One possibility is to take a more altruistic approach, as shown above.
Another alternative for the medal rescuer who doesn't wish to spend their own money is keeping a low profile. Discover a medal (that part is as easy as searching ebay for Canadian medal). Identify a likely recipient community, museum, cultural organization of family. Choose a limited number of contacts, so as to not initiate a bidding war between them, and with complete openness including letting them know who else you are speaking to, inform them of the opportunity. Then let them decide their next action, and let them bid if they want to, up to the limit they feel they can responsibly afford.
This approach avoids bidding wars fomented by media attention. It also means those responsible for the money are doing their own bidding, instead of making promises to pay whatever it takes to win, with a "rescuer" bidding solely to have the top bid.
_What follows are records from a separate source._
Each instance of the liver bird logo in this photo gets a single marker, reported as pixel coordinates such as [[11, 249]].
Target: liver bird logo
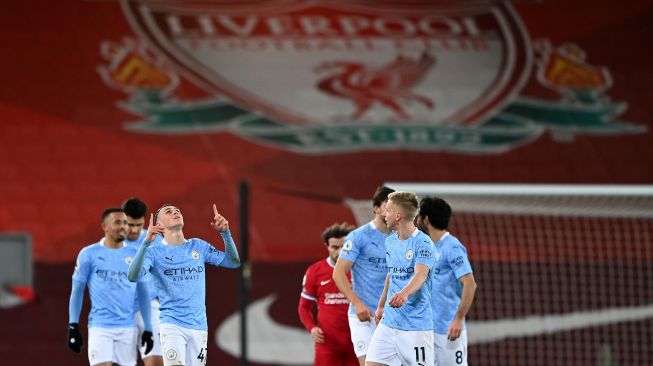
[[390, 85]]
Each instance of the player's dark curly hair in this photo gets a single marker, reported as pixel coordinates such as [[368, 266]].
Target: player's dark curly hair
[[437, 210], [381, 195]]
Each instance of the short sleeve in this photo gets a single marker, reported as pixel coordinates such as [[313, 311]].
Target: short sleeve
[[424, 253], [458, 260], [309, 288], [351, 248], [82, 266], [148, 263]]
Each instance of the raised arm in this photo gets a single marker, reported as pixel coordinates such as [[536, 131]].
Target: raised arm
[[221, 225]]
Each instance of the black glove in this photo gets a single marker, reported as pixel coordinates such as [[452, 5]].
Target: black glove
[[146, 338], [75, 341]]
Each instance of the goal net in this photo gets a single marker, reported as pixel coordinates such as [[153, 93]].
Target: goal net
[[564, 272]]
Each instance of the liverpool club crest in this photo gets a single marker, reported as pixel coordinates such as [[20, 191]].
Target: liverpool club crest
[[326, 77]]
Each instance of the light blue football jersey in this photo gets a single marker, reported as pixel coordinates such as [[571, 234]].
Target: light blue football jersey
[[402, 256], [365, 248], [451, 263], [104, 270], [179, 276], [147, 278]]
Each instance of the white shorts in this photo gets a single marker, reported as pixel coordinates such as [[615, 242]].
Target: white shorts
[[116, 345], [183, 346], [361, 334], [451, 353], [396, 347], [156, 349]]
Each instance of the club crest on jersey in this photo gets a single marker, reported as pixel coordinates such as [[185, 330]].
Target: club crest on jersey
[[348, 245], [171, 354], [369, 76]]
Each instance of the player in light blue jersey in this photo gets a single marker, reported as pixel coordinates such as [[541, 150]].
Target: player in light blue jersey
[[453, 284], [177, 266], [404, 335], [135, 209], [103, 266], [364, 254]]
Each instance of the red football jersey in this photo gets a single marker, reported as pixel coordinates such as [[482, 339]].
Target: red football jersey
[[332, 305]]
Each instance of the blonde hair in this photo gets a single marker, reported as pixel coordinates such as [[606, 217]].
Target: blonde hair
[[406, 202]]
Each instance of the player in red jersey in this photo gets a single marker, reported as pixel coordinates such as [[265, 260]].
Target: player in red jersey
[[333, 345]]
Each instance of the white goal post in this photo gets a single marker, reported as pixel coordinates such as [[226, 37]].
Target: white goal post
[[564, 272]]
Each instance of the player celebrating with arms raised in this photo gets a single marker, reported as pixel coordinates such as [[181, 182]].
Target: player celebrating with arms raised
[[177, 267]]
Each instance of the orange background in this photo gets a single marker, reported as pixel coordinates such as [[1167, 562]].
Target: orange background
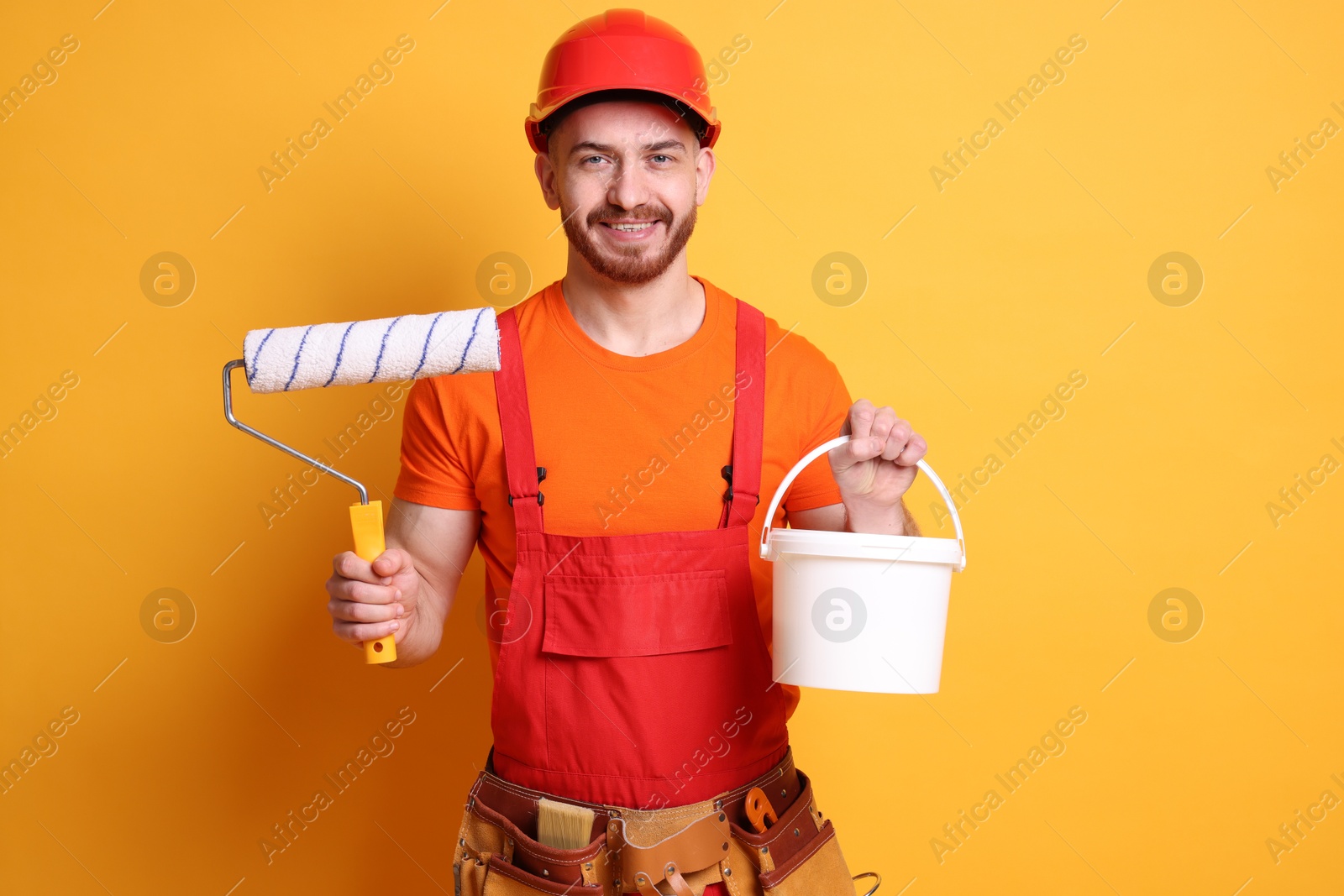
[[980, 298]]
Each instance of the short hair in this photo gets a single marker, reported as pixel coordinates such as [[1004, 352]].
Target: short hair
[[699, 127]]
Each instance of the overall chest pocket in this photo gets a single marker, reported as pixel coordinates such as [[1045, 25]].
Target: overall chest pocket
[[638, 616]]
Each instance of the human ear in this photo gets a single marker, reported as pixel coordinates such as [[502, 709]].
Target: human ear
[[546, 179]]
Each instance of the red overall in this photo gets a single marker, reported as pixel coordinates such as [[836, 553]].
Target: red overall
[[629, 661]]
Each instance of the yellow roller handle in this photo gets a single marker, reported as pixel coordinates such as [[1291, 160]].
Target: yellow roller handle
[[366, 520]]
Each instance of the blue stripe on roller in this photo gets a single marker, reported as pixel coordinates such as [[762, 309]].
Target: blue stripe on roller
[[297, 356], [378, 362], [425, 351], [257, 355], [470, 340], [339, 352]]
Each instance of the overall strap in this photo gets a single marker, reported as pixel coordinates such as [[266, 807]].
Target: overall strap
[[743, 474], [517, 429]]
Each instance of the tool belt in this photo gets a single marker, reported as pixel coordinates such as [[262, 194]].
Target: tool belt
[[679, 851]]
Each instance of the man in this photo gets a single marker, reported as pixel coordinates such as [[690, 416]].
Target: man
[[629, 616]]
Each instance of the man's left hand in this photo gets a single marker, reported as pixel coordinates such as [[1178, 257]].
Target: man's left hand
[[877, 466]]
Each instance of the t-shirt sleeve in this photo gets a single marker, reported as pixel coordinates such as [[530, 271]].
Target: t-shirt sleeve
[[433, 472], [816, 485]]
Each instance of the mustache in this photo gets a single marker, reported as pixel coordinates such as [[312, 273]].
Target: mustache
[[647, 212]]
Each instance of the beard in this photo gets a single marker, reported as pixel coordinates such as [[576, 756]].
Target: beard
[[631, 265]]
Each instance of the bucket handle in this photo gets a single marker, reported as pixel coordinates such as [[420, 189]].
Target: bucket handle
[[837, 443]]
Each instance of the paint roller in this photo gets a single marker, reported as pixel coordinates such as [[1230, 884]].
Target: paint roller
[[389, 349]]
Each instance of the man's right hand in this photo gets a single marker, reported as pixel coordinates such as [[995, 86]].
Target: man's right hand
[[371, 600], [409, 589]]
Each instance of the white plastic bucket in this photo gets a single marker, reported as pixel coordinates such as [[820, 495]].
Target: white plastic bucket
[[857, 611]]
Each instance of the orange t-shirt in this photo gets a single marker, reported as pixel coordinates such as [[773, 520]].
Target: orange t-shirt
[[631, 445]]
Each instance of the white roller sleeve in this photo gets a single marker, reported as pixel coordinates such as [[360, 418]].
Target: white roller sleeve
[[393, 348]]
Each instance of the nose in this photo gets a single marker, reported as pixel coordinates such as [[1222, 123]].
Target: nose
[[628, 188]]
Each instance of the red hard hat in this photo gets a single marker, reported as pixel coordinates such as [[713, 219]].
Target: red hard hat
[[622, 50]]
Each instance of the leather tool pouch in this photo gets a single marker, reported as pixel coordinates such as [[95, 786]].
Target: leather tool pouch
[[797, 855]]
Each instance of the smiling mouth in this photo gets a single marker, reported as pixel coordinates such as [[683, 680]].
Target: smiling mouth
[[629, 228]]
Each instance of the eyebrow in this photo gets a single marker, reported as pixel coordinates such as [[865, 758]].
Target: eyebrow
[[588, 145]]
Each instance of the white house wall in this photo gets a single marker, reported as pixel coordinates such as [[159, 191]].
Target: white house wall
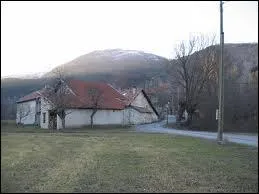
[[82, 117], [44, 109], [133, 117], [30, 118], [141, 101]]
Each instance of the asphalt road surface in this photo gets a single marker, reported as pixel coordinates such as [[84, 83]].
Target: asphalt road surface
[[251, 140]]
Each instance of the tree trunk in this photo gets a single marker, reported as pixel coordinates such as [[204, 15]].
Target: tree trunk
[[63, 123], [189, 119], [92, 116]]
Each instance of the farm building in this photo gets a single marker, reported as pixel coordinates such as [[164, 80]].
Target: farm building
[[110, 108]]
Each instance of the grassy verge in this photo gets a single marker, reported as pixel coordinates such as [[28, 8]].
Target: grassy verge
[[119, 160]]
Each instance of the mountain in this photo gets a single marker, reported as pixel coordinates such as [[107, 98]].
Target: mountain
[[122, 68], [112, 61]]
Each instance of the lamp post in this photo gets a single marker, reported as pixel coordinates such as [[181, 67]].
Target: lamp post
[[221, 80]]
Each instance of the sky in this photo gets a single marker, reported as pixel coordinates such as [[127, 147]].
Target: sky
[[37, 36]]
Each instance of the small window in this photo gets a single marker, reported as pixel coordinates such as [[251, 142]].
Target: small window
[[44, 117]]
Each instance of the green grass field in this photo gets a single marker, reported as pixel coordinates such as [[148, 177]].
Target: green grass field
[[121, 160]]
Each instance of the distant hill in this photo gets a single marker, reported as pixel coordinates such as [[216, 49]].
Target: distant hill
[[113, 61], [122, 68]]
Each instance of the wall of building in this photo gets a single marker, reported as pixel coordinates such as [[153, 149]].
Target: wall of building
[[134, 117], [141, 101], [44, 109], [82, 117], [27, 110]]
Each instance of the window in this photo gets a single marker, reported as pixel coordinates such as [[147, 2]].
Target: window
[[44, 117]]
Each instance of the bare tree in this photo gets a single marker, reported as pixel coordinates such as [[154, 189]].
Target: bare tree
[[195, 65], [96, 101], [23, 111], [58, 95]]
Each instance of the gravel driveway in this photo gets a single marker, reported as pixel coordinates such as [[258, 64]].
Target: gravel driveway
[[251, 140]]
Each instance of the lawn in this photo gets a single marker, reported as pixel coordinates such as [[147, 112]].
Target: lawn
[[121, 160]]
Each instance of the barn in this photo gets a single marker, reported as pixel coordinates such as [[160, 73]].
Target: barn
[[113, 108]]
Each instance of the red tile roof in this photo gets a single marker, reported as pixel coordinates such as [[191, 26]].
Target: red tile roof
[[158, 89], [110, 97], [80, 98], [30, 96]]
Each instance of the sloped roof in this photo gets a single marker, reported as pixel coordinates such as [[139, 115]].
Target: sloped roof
[[79, 97], [110, 98], [31, 96], [158, 89], [141, 109]]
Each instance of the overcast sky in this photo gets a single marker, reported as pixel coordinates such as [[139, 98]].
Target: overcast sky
[[37, 36]]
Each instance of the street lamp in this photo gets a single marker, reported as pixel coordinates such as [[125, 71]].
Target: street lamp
[[221, 80]]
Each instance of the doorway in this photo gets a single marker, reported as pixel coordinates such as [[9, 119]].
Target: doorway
[[52, 120]]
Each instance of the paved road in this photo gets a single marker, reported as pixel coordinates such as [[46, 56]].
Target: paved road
[[236, 138]]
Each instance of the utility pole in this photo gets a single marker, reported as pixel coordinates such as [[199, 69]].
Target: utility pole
[[221, 79]]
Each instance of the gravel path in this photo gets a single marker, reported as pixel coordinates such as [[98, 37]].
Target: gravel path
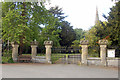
[[56, 71]]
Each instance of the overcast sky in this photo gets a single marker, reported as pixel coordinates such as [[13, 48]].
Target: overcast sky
[[81, 13]]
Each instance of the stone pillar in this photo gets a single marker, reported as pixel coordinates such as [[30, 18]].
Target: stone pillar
[[34, 49], [15, 51], [103, 45], [48, 46], [0, 50], [84, 45]]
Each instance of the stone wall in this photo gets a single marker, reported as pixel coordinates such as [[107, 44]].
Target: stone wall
[[113, 62]]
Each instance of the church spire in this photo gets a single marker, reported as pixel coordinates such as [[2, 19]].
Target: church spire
[[97, 16]]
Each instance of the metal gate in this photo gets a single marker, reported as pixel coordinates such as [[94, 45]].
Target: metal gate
[[66, 55]]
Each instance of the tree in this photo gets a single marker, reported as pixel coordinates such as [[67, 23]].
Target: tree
[[114, 24], [67, 34], [22, 21], [15, 18]]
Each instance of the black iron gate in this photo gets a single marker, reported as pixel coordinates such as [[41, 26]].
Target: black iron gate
[[66, 55]]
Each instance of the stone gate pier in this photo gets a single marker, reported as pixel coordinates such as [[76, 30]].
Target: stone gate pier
[[48, 46], [15, 51], [103, 45]]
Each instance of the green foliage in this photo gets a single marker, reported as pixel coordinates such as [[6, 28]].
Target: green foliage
[[114, 24], [76, 43], [67, 34]]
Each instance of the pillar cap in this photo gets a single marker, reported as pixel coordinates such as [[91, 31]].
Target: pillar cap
[[14, 43], [48, 42], [84, 42], [103, 42]]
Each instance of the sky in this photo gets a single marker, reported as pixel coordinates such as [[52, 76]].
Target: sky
[[81, 13]]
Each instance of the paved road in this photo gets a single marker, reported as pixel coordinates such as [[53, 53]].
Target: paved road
[[56, 71]]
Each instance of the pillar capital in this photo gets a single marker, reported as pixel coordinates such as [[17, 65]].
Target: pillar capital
[[103, 46], [33, 46], [15, 51], [14, 44], [34, 43], [84, 42], [103, 42]]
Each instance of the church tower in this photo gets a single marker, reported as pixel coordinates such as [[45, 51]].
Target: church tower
[[97, 16]]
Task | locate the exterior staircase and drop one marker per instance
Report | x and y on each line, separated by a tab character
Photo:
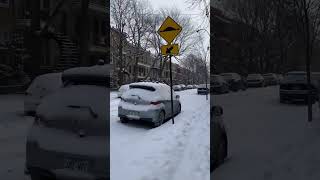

But, perhaps the downside for the "medal rescuer" is that they don't get interviewed for the paper. They don't get lauded as a "rescuer" as the hand an overpriced medal to the proud recipient that must now pay for it. In particular, when that recipient is a charitable organization that has been pressured into the transaction by media attention and public cries for action, how else might they have spent that money in accordance with the priories they had already set. What deeper costs might have been paid to sustain the medal rescuer's ego?
If you want to join a "medal rescue" event, please do so with open eyes and an awareness of how it's being conducted. The actual outcomes may not be as praiseworthy as the media campaign might imply.